Vandalismo allo stadio 'Vigorito'. Pepe: 'Alziamo la voce per condannare ed isolare questi teppisti' In primo piano

'Prima i calciatori, poi le attivita' commerciali legate alla societa' sportiva, adesso lo Stadio Ciro Vigorito, proprieta' non di un singolo ma dell'intera comunita': dinanzi all'ennesimo vergognoso episodio di vandalismo perpetrato ai danni del Benevento Calcio, non si può più tacere'.

E' il duro commento del sindaco Fausto Pepe, che prosegue: 'Confidando nel lavoro delle autorità competenti, chiamate ad assicurare presto alla giustizia gli autori di tali ingiustificate violenze, noi tutti - istituzioni, media, tifoseria - siamo chiamati ad alzare la voce per condannare e isolare i protagonisti di un teppismo becero e masochista.

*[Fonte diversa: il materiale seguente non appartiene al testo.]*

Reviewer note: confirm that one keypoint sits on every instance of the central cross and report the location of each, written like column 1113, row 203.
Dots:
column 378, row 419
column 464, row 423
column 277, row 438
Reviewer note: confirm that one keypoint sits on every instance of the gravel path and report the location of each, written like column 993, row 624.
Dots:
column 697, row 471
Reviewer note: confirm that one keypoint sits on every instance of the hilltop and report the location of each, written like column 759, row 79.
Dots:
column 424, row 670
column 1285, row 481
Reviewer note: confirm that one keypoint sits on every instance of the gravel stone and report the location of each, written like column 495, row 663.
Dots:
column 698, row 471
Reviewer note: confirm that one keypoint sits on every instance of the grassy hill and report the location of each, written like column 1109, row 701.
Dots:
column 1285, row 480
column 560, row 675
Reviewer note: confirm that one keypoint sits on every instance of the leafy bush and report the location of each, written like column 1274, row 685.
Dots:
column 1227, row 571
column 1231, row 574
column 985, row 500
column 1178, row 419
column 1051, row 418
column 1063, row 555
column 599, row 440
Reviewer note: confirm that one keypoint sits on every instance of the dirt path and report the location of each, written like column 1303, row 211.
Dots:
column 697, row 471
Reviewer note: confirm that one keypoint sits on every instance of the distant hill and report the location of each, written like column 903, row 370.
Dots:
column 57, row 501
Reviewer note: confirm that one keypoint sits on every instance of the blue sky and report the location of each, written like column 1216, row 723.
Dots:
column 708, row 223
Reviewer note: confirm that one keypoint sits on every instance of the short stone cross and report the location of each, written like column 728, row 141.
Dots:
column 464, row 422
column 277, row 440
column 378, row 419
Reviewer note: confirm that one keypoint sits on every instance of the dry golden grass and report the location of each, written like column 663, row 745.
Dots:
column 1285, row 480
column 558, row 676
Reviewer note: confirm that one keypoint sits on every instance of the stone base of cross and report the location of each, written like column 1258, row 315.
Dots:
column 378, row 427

Da parte mia, voglio innanzitutto rafforzare il messaggio lanciato all’indomani delle stupide ritorsioni effettuate contro il calciatore Thomas Som e il Benevento Store di corso Vittorio Emanuele III: la città non merita questa vergogna. Oggi, però, non posso non chiedere: cui prodest? A chi giova alimentare questo clima di tensione? Qual è l’obiettivo?

Davvero è così difficile comprendere che non sarà 'semplicemente' la famiglia Vigorito - a cui è doveroso ribadire vicinanza e solidarietà - a pagare il prezzo di questa follia?

In un contesto di incertezza rispetto ai destini della società sportiva, dinanzi al rischio concreto di perdere il professionismo, vandali e violenti fanno il gioco di chi è pronto a gioire per un nuovo fallimento calcistico di Benevento.

Diciamolo con chiarezza: chi ne ha danneggiato la tribuna stampa, chi ne ha preso di mira l’insegna, vuole che lo Stadio resti chiuso, vuole la scomparsa del calcio in città.

Io no, noi no, Benevento no. E allora facciamoci sentire'.